Bruckner Anton said:


> Don't take penguin guide seriously. I am serious.


The Penguin Guide is a guide not a prescription. Like all criticism it is largely subjective. In actual fact it is pretty good as a rough idea.


----------



## Varick (Apr 30, 2014)

Let's not forget the second word in the title: "Guide" You can use it as such, but as Pugg said, trust your own judgement.

V


----------



## Mal (Jan 1, 2016)

We all know it's often quite useful now and again. This thread is just an invitation for you to mention some recommendations, or non-recommendations, that had you shaking your head.

Another howler was not even mentioning the best Chopin Piano Concerto #1 out there (Zinman/Giulini) You might say,"well that's your opinion, not theirs". But in PG 1999 it topped the list, given as much effusive praise as me! I think they had a policy of not recommending CDs that weren't being printed that year. Which is just silly. So it's a howler.


----------



## Totenfeier (Mar 11, 2016)

LOLWUT said:


> I agree Rattle isn't the best Mahler conductor. He's not bad though, many of his interpretations are based on Bernstein's.
> 
> The greatest living Mahler conductor is Myung-whun Chung.

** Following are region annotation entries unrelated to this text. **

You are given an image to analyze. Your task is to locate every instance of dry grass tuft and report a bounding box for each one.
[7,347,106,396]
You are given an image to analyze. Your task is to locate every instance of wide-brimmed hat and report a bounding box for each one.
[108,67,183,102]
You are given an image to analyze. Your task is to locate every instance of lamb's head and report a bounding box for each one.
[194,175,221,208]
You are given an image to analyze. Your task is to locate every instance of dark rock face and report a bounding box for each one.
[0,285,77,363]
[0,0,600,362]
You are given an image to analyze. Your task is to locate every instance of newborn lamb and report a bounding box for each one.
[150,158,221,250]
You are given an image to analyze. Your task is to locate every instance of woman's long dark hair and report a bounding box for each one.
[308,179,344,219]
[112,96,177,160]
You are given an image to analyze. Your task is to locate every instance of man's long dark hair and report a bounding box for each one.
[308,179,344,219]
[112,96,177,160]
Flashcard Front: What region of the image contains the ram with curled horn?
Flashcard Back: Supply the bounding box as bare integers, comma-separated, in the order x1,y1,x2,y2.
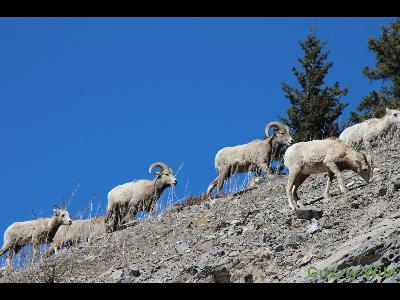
104,162,178,232
207,121,293,197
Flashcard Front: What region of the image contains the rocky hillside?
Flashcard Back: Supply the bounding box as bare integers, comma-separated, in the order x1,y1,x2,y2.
0,138,400,282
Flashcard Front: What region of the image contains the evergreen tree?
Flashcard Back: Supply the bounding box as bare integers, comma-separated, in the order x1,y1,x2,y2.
279,29,348,142
348,18,400,125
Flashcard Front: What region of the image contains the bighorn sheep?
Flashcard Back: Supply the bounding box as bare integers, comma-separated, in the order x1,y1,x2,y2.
104,162,178,232
0,208,72,266
284,138,372,210
339,108,400,150
45,217,106,257
207,122,293,197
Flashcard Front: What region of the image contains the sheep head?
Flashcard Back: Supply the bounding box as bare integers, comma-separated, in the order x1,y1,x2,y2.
265,121,293,145
149,162,178,186
53,205,72,225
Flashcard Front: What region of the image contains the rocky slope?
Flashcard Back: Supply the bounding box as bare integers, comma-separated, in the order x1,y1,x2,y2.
0,137,400,282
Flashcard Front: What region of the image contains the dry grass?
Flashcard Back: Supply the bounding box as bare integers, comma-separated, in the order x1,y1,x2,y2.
174,193,207,208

Better than Dima Slobodeniouk? _That_ I _gotta_ hear!


----------



## ldiat (Jan 27, 2016)

do you mean these penguins.....sorry i had to...mike lang made me do it


----------



## hpowders (Dec 23, 2013)

I rarely agree with critics reviewing classical CD performances.


----------



## Becca (Feb 5, 2015)

Mal said:


> Another howler was not even mentioning the best Chopin Piano Concerto #1 out there (*Zinman*/Giulini)


Talking about howlers


----------



## StlukesguildOhio (Dec 25, 2006)

Personally, I find Rattle's early recording of Mahler's 2nd to be damn fine:


----------



## Woodduck (Mar 17, 2014)

I used to own and consult a Penguin Guide. Ultimately I found its reviews to be not howlers but yawners and shruggers. I think Penguin is something to outgrow.


----------



## Pugg (Aug 8, 2014)

StlukesguildOhio said:


> Personally, I find Rattle's early recording of Mahler's 2nd to be damn fine:


I though O.P was talking Mahler Symphony No. 3 with Birgit Remmert.
In that case O.P has a valid point.


----------



## Nereffid (Feb 6, 2013)

Surely the biggest howler was Hugo Wolf?


----------



## Mal (Jan 1, 2016)

Wolfie Mozart? Giving Ward only **(*) for his warm & charming Symphonies 15-18? Don't they like Northerners? "Don't drink at the Groucho club... not clubbable, old chap..."


----------



## Mal (Jan 1, 2016)

Becca said:


> Talking about howlers


Oops! Sorry Herr Zimerman... Freudian slip there... the biggest howler is a key for Zinman's set of Beethoven symphonies...


----------



## Barbebleu (May 17, 2015)

The best guides to music I find are my ears and my own idiosyncratic taste. They rarely let me down.


----------



## StlukesguildOhio (Dec 25, 2006)

Guides to music/recordings and critical reviews have their merits. I found them to be a good starting point when I knew next to nothing about various composers and the recordings available. With time I have learned to recognize which performers/conductors etc... I find come closest to my ideals... and I have come to recognize which of the same will likely offer a very different interpretation when I am seeking out a second... or third... (etc...) recording of a favorite work.


----------